Why women with chronic pelvic pain are turning to CBD — and what a new observational study says about it.
There’s a particular kind of exhaustion that comes with chronic pelvic pain. Not just the physical kind, but the emotional weight of years spent being told everything looks normal, being handed one treatment after another, or being given options that trade one problem for another.
For many women, hormonal therapies help. But for others, they bring their own complications — mood changes, libido effects, and contraindication concerns. The search for a non-hormonal option that actually works is real, ongoing, and deeply personal.
A 2025 study published in the European Journal of Obstetrics and Gynecology asked a straightforward question: is CBD an acceptable non-hormonal option for women living with chronic pelvic pain?
What did this study do?
This was a cross-sectional observational study, which means researchers surveyed a group of women who were already using CBD for pelvic pain and assessed their experiences. While this design doesn’t carry the same weight as a randomized trial, it provides valuable real-world data on:
- Who is using CBD for chronic pelvic pain?
- Why they chose it (especially in the context of wanting to avoid hormonal treatments)
- Whether they found it acceptable and effective
- What side effects or concerns did they experience?
The study enrolled women with chronic pelvic pain from various underlying causes — including endometriosis, interstitial cystitis, pelvic floor dysfunction, and unexplained pelvic pain.
Participants reported on:
- Pain levels before and after starting CBD
- Impact on daily activities, sleep, and mood
- Whether they felt CBD was an acceptable alternative to hormonal therapy
- Any adverse effects
What did they find?
The findings painted a nuanced picture:
- A significant proportion of participants reported that CBD reduced their pelvic pain to a meaningful degree.
- Many women specifically valued CBD because it was non-hormonal — they had either tried hormonal therapies and stopped due to side effects, or wanted to avoid them for personal or medical reasons.
- Improvements were reported not just in pain intensity, but also in sleep quality and daily function.

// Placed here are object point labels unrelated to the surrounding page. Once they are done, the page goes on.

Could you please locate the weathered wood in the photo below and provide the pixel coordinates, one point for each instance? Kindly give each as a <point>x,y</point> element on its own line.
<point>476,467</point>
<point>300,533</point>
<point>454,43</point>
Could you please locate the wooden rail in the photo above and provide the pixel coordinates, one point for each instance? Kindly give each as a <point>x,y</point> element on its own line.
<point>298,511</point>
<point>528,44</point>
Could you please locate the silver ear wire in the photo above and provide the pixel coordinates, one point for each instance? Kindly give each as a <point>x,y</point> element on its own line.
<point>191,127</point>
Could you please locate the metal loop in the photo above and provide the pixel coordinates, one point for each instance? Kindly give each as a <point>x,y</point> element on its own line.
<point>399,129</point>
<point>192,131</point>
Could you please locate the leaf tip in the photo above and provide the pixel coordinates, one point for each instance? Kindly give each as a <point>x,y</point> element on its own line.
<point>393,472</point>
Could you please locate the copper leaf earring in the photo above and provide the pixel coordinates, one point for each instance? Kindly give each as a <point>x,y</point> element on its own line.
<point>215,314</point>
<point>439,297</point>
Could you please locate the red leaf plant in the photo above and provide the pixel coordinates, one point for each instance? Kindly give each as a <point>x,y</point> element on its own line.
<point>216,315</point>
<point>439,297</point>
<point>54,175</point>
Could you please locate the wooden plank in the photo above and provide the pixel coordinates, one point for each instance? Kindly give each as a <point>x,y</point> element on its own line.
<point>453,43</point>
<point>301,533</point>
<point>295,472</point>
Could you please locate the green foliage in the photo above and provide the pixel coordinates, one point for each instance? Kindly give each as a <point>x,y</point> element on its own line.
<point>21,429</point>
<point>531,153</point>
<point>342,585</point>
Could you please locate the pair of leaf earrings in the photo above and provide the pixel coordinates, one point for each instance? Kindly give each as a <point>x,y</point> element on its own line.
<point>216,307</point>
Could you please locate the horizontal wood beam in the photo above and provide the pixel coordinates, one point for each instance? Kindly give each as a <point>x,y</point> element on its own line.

- CBD was broadly considered acceptable by participants — meaning they felt the benefits outweighed the drawbacks.
- Side effects were generally mild and included fatigue, dry mouth, and occasional digestive upset.
The authors noted that while this observational data is encouraging, randomized controlled trials are still needed to confirm efficacy and establish safe, effective dosing for chronic pelvic pain.
Why the “non-hormonal” angle matters
This study isn’t just about CBD. It’s about a gap in women’s pain care that has existed for decades.
Hormonal therapies — birth control pills, progestins, GnRH agonists — are often the first line of treatment for conditions like endometriosis and other causes of pelvic pain. They work for many women. But they’re not suitable or acceptable for everyone:
- Women trying to conceive
- Women who experience mood-related side effects from hormonal medications
- Women with hormone-sensitive conditions
- Women who have simply tried hormonal therapy and found it didn’t help enough
For these women, the question isn’t “should I try hormones?” It’s “what else is there?” CBD is stepping into that gap — not as a proven pharmaceutical, but as an option that women are actively evaluating and, in many cases, finding helpful.
What this means for you
The problem: chronic pelvic pain is common, often under-diagnosed, and frustratingly difficult to manage — especially when hormonal therapies aren’t an option or aren’t working.
Here’s how to think about this study practically:
- Observational data are meaningful, but limited. This study tells us women are using CBD for pelvic pain, and many find it helpful. It doesn’t tell us which dose works best, how long to use it, or how it compares head-to-head with other treatments.
- Non-hormonal doesn’t mean risk-free. CBD can interact with medications and may affect liver enzymes at higher doses. It still requires a conversation with your doctor.
- Your underlying diagnosis matters. Pelvic pain from endometriosis may respond differently from pelvic pain from pelvic floor dysfunction or other causes. CBD isn’t a one-size-fits-all solution.
- Tracking matters. If you try CBD for pelvic pain, keep a simple symptom log — pain scores, sleep, daily function, side effects — over at least 4 to 6 weeks to give yourself meaningful data.
About the Original Study
Title: Cannabidiol (CBD): An acceptable non-hormonal treatment option for women suffering with chronic pelvic pain — a cross-sectional observational study
Year: 2025
Journal: European Journal of Obstetrics and Gynecology and Reproductive Biology
PubMed: https://pubmed.ncbi.nlm.nih.gov/40216330/
Authors:
- A. Anwar, MD — Gynecology and pelvic pain specialist, lead author.
- T. Ajith — Co-author, women’s health research.
- R. Lewis — Co-author, gynecology research.
- A. J. Drakeley, MD — Senior author, reproductive medicine specialist.